LinkChecker

LinkChecker

Documentation

Basic usage

To check a URL like http://www.example.org/ it is enough to type linkchecker www.example.org/ on the command line or type www.example.org in the GUI application. This will check the complete domain of http://www.example.org recursively. All links pointing outside of the domain are also checked for validity.

Performed checks

All URLs have to pass a preliminary syntax test. Minor quoting After the syntax check passes, the URL is queued for connection checking. All connection check types are described below.

Recursion

Before descending recursively into a URL, it has to fulfill several conditions. The conditions are checked in this order:

  1. The URL must be valid.

  2. The URL must be parseable. This currently includes HTML files, Opera bookmarks files, and directories. If a file type cannot be determined (for example it does not have a common HTML file extension, and the content does not look like HTML), it is assumed to be non-parseable.

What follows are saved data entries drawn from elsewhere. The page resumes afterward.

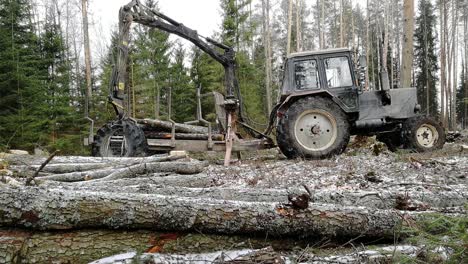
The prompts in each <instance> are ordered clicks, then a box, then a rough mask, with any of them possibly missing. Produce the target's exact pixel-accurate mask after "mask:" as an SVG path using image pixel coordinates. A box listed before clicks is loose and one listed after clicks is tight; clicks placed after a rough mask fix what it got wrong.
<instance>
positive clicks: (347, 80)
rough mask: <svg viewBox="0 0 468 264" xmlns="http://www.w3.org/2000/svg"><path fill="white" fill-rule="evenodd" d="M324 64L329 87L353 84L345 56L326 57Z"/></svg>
mask: <svg viewBox="0 0 468 264" xmlns="http://www.w3.org/2000/svg"><path fill="white" fill-rule="evenodd" d="M324 65H325V73H326V75H327V83H328V87H329V88H337V87H349V86H353V80H352V79H351V70H350V69H349V63H348V58H347V57H336V58H327V59H325V60H324Z"/></svg>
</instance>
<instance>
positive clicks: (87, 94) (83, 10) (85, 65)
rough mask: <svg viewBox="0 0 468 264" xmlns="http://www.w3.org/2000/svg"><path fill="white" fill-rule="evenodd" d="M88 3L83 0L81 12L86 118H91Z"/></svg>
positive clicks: (84, 0) (90, 55) (89, 60)
mask: <svg viewBox="0 0 468 264" xmlns="http://www.w3.org/2000/svg"><path fill="white" fill-rule="evenodd" d="M87 2H88V1H87V0H81V12H82V16H83V38H84V49H85V66H86V96H85V117H89V103H90V100H91V93H92V92H91V85H92V84H91V50H90V45H89V32H88V3H87Z"/></svg>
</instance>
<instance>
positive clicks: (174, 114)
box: [170, 43, 196, 122]
mask: <svg viewBox="0 0 468 264" xmlns="http://www.w3.org/2000/svg"><path fill="white" fill-rule="evenodd" d="M173 56H174V62H173V63H172V65H171V83H170V85H171V87H172V102H173V103H172V113H173V118H172V119H173V120H175V121H176V122H187V121H191V120H194V119H195V108H196V100H195V99H196V92H195V91H196V90H195V87H193V83H192V82H191V81H190V76H189V75H188V70H187V69H186V68H185V66H184V60H185V57H186V55H185V50H184V48H183V46H182V44H180V43H178V44H177V46H176V47H175V49H174V51H173Z"/></svg>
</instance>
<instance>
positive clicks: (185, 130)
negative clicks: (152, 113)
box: [136, 119, 208, 134]
mask: <svg viewBox="0 0 468 264" xmlns="http://www.w3.org/2000/svg"><path fill="white" fill-rule="evenodd" d="M136 121H137V123H138V124H140V125H141V126H142V127H143V130H156V131H158V132H171V131H172V123H171V122H168V121H162V120H158V119H136ZM175 132H177V133H198V134H208V128H207V127H202V126H193V125H186V124H180V123H175Z"/></svg>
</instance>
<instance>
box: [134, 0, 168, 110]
mask: <svg viewBox="0 0 468 264" xmlns="http://www.w3.org/2000/svg"><path fill="white" fill-rule="evenodd" d="M146 5H147V6H148V7H150V8H154V9H157V5H156V3H155V2H154V1H151V0H149V1H147V3H146ZM133 37H134V39H135V41H134V43H133V44H132V48H131V51H130V56H131V58H132V61H133V77H134V79H133V85H134V88H135V97H136V100H135V102H136V112H137V113H136V115H137V117H145V118H150V117H155V118H158V117H162V116H164V115H165V114H167V103H166V100H165V99H164V98H166V96H165V94H166V92H167V90H168V86H169V69H170V48H171V42H170V41H169V33H167V32H163V31H160V30H158V29H154V28H147V27H143V26H137V27H136V30H135V33H134V35H133ZM128 72H131V69H130V71H128Z"/></svg>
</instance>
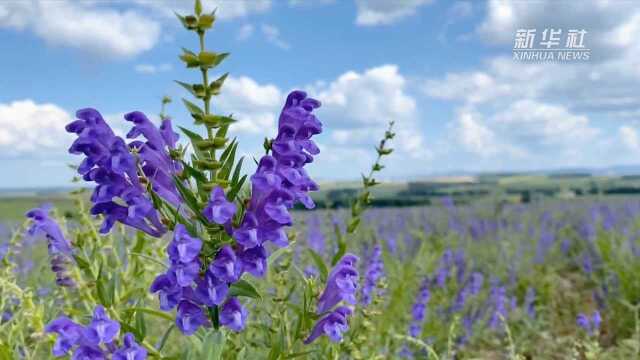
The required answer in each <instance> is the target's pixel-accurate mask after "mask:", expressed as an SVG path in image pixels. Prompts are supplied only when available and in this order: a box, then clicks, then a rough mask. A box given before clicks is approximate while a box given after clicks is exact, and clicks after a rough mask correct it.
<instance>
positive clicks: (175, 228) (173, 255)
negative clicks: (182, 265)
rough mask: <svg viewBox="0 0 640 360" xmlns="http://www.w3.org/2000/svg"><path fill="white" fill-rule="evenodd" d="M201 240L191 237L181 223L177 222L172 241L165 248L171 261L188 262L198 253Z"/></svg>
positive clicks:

  3. The URL content must be retrievable. This is usually the case except for example mailto: or unknown URL types.

  4. The maximum recursion level must not be exceeded. It is configured with the --recursion-level command line option, the recursion level GUI option, or through the configuration file. The recursion level is unlimited by default.

  5. It must not match the ignored URL list. This is controlled with the --ignore-url command line option or through the configuration file.

  6. The Robots Exclusion Protocol must allow links in the URL to be followed recursively. This is checked by searching for a "nofollow" directive in the HTML header data.

Note that the directory recursion reads all files in that directory, not just a subset like index.htm*.